Just open the Notes app, start a new note or open an existing one, tap the “+” button at the bottom of the screen, then tap Scan Documents.
Next, aim your iPhone’s (or iPad’s) camera lens at the document you want to scan. Once the Notes app “sees” the document, it’ll automatically snap a photo and crop the image. You can then tap the Action button (the square one with the upward arrow) to save the scan to your device or your favorite cloud-based service (like iCloud Drive, Dropbox or Google Drive).
Typing on your iPhone with one hand
I’m still disappointed that the stock iOS keyboard has yet to support gesture typing, which lets you type words by swiping the keyboard rather than tapping it.
With iOS 11, though, Apple has at least embraced one-handed typing—a feature that squishes the keyboard to the left side or the right, making it easier to typing with a single thumb.
To start typing with one hand, open the iOS keyboard (just open any app that supports the keyboard, or tug down on the iOS home screen to reveal the Spotlight search box), then press and hold the globe key or the emoji key. (Don’t see either? Tap Settings, General, Keyboard, Keyboards, then make sure there are at least two different keyboards listed. If they’re aren’t, tap Add New Keyboard to add one.)
Once you press and hold the globe or emoji button, a Keyboard Settings pop-up will appear, and at the bottom, you’ll see a trio of little keyboard buttons. Tap the left one to squish the keyboard to the left, tap the right one to make it scoot to the right, or tap the center button to return the keyboard to two-handed mode.
Easily typing numbers and symbols on the iPad’s keypad
While the iPad lacks the iPhone’s one-handed mode in iOS 11 (although who needs it, given that you can split the keyboard), it gets another keypad-oriented feature that’s among my favorite iOS 11 improvements.
The new “QuickType” keyboard boasts shortcuts to numbers and symbols on the standard letter keys, and it lets you type a number or a symbol by simply swiping down on the appropriate letter key, no Shift key required. That means, for example, you can swipe down on the “Q” key to type the number 1. Pretty neat, once you get the hang of it.

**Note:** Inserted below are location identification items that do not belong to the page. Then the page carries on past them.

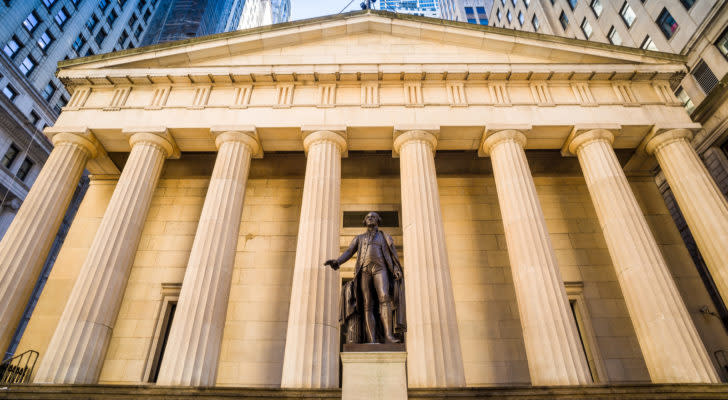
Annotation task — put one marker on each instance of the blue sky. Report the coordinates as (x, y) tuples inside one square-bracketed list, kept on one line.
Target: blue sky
[(301, 9)]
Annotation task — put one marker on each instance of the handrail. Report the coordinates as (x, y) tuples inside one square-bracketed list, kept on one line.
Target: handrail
[(18, 369)]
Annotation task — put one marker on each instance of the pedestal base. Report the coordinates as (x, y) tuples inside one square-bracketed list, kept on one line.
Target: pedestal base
[(374, 375)]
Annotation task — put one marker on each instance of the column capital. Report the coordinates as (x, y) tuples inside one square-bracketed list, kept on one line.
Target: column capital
[(158, 136), (244, 134), (80, 136), (664, 138), (587, 137), (402, 136), (503, 136), (337, 135)]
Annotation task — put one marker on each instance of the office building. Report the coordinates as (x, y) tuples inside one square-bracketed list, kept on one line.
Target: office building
[(264, 12), (515, 170)]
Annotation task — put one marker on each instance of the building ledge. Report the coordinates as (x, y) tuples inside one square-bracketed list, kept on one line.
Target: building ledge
[(591, 392)]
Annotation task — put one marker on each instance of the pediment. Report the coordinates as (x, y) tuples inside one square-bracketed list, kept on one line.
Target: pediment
[(372, 42)]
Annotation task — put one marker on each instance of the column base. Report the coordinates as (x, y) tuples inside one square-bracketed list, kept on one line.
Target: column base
[(374, 375)]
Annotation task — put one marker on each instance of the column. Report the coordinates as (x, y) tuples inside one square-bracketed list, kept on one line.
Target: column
[(669, 341), (311, 358), (553, 346), (76, 351), (433, 342), (193, 349), (27, 241), (701, 202), (7, 214)]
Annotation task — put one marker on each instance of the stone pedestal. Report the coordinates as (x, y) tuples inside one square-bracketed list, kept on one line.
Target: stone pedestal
[(554, 350), (433, 341), (26, 243), (76, 351), (669, 341), (374, 375), (701, 202), (312, 339)]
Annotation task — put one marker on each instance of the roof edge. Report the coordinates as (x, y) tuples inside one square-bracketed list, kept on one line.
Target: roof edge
[(405, 17)]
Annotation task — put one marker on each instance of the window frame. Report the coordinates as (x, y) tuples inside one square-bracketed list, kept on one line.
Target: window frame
[(623, 9)]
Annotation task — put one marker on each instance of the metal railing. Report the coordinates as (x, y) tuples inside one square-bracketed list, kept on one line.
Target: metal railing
[(18, 369)]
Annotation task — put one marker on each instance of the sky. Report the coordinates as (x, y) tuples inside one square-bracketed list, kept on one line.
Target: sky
[(302, 9)]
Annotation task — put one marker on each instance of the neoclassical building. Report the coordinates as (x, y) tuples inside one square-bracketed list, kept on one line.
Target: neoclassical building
[(514, 171)]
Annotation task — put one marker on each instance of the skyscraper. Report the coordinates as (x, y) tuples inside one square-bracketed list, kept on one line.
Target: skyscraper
[(184, 19), (264, 12), (471, 11), (427, 8)]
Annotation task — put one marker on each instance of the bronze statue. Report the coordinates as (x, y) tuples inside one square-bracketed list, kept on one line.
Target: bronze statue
[(377, 279)]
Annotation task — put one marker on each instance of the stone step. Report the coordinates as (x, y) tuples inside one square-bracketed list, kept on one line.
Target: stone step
[(593, 392)]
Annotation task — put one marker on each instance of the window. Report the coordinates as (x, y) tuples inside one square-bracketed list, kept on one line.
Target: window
[(614, 37), (482, 16), (686, 101), (564, 21), (49, 91), (61, 17), (92, 22), (10, 93), (101, 36), (165, 316), (355, 219), (586, 28), (687, 3), (31, 21), (722, 43), (78, 43), (24, 169), (470, 15), (597, 7), (12, 47), (667, 23), (122, 38), (648, 44), (705, 76), (10, 156), (33, 118), (27, 65), (111, 18), (628, 15), (45, 40)]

Sharing your Wi-Fi passwords
So, let’s say a friend is visiting you at home, they’ve got no cellular signal on their iPhone and they ask if they can jump on your Wi-Fi network for a minute.

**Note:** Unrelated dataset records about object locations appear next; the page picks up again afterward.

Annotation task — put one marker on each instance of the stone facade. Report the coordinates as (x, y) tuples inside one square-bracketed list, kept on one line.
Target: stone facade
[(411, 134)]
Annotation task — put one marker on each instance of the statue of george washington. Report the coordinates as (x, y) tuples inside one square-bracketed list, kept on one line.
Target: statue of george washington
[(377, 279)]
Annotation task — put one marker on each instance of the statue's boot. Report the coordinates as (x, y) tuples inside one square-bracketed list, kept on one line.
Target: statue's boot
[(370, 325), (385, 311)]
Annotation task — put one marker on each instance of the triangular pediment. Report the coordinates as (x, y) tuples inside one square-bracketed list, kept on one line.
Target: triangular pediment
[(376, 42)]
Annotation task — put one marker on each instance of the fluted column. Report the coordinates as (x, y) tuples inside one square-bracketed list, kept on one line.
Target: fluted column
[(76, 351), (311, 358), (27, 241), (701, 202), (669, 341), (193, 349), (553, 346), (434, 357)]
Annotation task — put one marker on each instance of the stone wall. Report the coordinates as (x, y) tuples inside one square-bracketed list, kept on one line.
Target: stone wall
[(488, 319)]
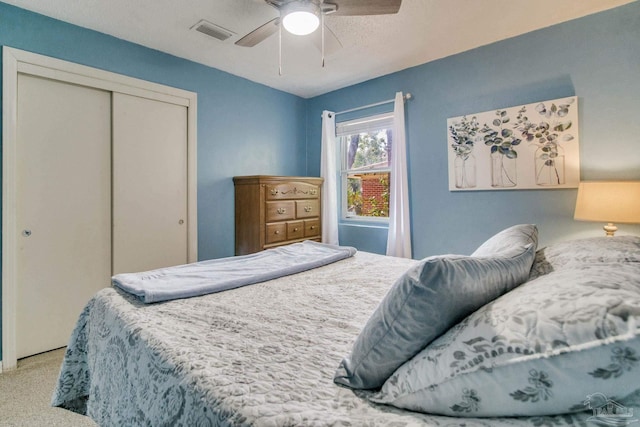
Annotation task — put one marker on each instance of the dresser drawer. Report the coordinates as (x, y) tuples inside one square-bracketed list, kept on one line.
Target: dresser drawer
[(291, 190), (295, 230), (312, 228), (280, 211), (307, 208), (276, 232)]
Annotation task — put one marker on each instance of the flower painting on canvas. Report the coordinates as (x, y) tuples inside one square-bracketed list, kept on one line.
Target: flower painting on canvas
[(533, 146)]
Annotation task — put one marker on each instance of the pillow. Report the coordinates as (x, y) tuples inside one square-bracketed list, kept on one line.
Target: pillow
[(427, 300), (586, 251), (541, 349)]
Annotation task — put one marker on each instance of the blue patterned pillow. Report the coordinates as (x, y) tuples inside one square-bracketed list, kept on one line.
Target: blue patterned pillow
[(430, 298), (542, 349)]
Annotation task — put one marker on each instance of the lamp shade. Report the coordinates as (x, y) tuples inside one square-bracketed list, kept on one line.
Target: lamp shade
[(608, 201)]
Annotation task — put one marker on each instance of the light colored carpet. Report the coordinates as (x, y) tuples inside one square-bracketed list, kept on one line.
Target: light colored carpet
[(25, 394)]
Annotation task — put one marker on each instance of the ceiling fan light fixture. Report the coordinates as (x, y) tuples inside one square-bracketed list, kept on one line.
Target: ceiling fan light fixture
[(301, 18)]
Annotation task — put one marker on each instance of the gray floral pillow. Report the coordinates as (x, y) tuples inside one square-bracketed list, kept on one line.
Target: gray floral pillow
[(586, 251), (541, 349)]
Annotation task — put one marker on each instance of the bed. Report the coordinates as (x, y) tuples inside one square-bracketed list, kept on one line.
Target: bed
[(270, 353)]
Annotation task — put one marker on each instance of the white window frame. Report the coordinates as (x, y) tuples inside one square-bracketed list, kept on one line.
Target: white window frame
[(367, 124)]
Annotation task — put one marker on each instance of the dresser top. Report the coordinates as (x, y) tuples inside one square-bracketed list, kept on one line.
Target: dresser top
[(256, 179)]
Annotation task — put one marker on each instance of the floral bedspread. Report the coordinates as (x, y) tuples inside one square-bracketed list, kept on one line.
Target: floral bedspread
[(261, 355)]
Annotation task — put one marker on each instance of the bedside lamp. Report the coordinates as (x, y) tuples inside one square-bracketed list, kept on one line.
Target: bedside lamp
[(608, 201)]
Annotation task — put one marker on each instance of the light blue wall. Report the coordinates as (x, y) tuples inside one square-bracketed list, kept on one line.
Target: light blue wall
[(596, 58), (243, 127)]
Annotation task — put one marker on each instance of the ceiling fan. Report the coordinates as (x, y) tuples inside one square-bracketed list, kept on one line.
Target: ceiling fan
[(302, 17)]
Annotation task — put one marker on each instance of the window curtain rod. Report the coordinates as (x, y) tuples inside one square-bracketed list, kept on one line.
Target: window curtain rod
[(388, 101)]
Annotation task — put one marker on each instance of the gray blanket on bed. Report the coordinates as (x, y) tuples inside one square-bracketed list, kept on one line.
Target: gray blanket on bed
[(222, 274), (259, 355)]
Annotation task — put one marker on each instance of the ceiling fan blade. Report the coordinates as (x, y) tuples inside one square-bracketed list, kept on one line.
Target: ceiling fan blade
[(365, 7), (331, 42), (260, 33)]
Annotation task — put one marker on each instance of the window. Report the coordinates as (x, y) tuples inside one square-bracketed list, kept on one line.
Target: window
[(366, 166)]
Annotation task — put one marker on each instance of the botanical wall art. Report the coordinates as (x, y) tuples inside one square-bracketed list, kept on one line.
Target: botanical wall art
[(534, 146)]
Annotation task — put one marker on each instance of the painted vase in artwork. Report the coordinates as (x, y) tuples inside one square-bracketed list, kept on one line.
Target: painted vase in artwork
[(503, 171), (549, 163), (465, 170)]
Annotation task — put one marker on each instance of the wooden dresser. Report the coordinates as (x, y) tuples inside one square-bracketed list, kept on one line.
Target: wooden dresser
[(276, 210)]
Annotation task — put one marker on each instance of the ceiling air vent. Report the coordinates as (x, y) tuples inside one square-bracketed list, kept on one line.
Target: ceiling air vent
[(212, 30)]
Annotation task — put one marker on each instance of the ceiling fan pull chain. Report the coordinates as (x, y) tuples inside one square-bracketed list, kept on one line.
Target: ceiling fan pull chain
[(280, 50)]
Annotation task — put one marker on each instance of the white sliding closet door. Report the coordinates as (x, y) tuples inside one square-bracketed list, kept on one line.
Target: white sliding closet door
[(149, 184), (63, 253)]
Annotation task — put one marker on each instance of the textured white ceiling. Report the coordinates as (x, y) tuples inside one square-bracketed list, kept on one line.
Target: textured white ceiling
[(372, 46)]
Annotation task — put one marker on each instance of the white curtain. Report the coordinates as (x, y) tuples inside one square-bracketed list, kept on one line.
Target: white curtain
[(328, 162), (399, 238)]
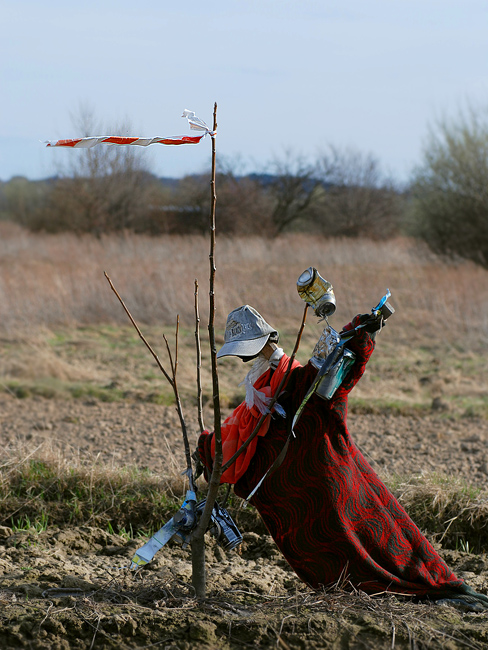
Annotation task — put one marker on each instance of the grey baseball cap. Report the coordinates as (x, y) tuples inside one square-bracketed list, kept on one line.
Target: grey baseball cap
[(246, 333)]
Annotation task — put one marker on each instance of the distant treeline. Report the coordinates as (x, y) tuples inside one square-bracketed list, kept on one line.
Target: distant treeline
[(289, 200), (342, 193)]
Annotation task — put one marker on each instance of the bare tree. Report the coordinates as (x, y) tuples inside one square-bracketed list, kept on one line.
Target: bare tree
[(356, 199), (450, 187), (294, 188)]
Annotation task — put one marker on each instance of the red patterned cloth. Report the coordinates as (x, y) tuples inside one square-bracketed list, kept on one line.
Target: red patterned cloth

Normally, you’d have to go through the business of digging up your Wi-Fi password and reading it to them, one digit at a time—a tedious chore, particularly if you’ve created a strong Wi-Fi password (as you should).

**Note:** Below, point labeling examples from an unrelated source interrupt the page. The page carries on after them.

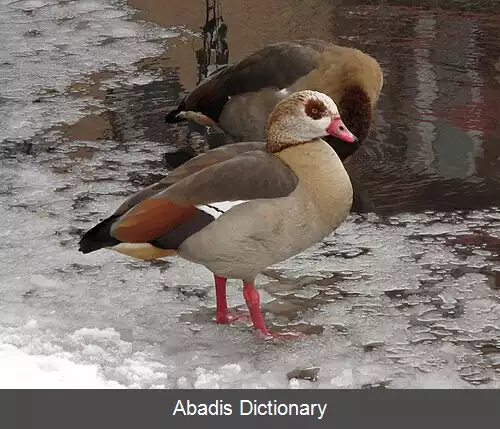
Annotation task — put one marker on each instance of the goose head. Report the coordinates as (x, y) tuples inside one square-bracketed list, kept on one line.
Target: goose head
[(303, 117)]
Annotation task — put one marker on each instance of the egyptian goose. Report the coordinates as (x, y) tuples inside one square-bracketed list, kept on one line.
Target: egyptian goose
[(240, 97), (239, 216)]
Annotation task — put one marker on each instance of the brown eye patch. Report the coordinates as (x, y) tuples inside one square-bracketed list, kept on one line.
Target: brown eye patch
[(315, 109)]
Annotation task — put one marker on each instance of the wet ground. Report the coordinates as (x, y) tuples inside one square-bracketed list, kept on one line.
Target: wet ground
[(408, 296)]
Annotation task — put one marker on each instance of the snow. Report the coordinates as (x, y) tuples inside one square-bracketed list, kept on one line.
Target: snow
[(398, 302)]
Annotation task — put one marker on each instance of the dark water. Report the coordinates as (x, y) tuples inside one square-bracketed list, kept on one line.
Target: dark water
[(435, 140), (399, 296)]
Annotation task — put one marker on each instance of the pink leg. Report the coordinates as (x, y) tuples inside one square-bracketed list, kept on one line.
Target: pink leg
[(252, 299), (223, 316)]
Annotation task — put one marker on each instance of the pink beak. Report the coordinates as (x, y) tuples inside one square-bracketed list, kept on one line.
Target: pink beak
[(339, 130)]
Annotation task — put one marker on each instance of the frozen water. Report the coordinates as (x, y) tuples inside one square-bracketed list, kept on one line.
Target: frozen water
[(47, 44), (409, 301)]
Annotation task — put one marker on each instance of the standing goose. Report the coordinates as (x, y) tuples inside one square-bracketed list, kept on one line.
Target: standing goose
[(240, 97), (237, 217)]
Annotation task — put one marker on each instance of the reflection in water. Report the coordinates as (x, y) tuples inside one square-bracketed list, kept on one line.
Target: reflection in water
[(434, 144), (215, 50)]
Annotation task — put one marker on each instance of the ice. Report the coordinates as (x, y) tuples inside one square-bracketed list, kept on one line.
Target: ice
[(396, 303), (67, 44)]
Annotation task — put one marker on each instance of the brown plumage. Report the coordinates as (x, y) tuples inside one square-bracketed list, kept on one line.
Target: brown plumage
[(238, 209), (240, 97)]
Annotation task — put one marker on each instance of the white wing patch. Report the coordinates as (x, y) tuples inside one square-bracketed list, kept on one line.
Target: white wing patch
[(217, 209)]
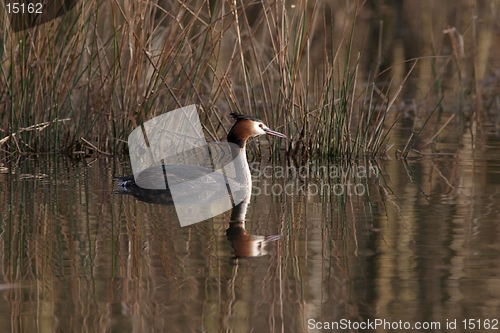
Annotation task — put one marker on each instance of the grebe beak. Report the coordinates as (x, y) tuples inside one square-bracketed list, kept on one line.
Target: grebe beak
[(273, 133)]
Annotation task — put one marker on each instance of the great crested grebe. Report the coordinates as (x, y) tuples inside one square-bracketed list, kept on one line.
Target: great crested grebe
[(246, 127)]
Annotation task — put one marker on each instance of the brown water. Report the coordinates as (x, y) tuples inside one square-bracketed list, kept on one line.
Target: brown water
[(417, 243)]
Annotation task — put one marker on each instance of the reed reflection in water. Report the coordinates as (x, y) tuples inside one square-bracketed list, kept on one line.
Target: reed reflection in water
[(421, 245)]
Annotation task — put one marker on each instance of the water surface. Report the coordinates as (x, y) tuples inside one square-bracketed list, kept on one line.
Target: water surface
[(419, 245)]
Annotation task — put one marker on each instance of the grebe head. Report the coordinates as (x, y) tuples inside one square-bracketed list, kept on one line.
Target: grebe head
[(248, 127)]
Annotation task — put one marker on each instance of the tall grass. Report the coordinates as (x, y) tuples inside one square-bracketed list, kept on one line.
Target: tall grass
[(82, 82)]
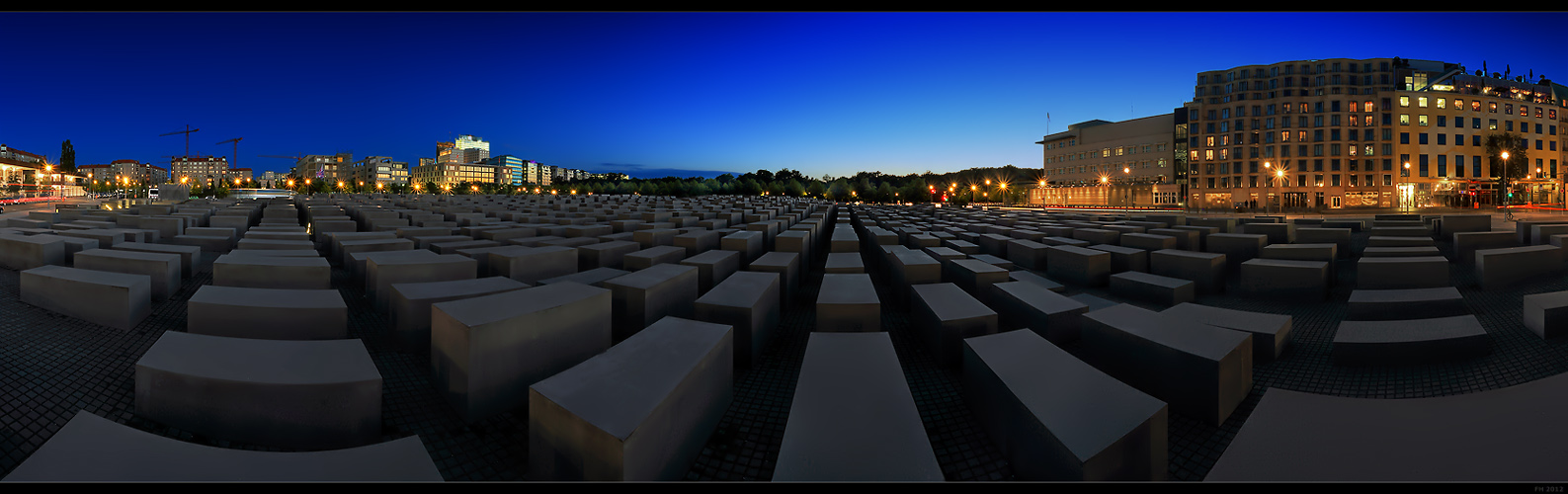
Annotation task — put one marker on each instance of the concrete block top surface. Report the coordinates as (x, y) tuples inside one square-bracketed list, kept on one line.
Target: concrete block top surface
[(915, 258), (1038, 296), (1408, 259), (854, 413), (979, 266), (258, 361), (1519, 250), (1415, 330), (1153, 280), (710, 258), (777, 259), (96, 449), (1079, 250), (1362, 295), (948, 301), (1286, 264), (494, 307), (1183, 334), (1228, 317), (269, 298), (1084, 408), (619, 387), (847, 288), (438, 288), (128, 254), (102, 278), (273, 261), (742, 288), (1188, 254), (1496, 435), (652, 277)]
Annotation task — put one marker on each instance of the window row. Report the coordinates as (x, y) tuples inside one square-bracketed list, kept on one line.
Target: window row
[(1474, 106)]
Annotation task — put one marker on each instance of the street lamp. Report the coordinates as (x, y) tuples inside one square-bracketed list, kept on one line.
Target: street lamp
[(1509, 192), (1404, 187), (1127, 207)]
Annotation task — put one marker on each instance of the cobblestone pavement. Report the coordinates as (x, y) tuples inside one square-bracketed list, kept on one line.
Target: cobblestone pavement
[(53, 366)]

Thanks to iOS 11, though, you can now quickly share your Wi-Fi password with any of your iPhone- or iPad-toting friends, provided they’re nearby and listed in your iOS contacts.
First, make sure your iOS device is connected to the Wi-Fi network you want to share. Next, ask your friend to open their iOS Wi-Fi settings (tap Settings, Wi-Fi) and tap the name of your Wi-Fi network. When they do, iOS will prompt them for your password.
Now, move your iPhone or iPad near their iOS device. With a second or so, a prompt asking whether you want to share your password should appear. Just tap the “Share Password” button to proceed.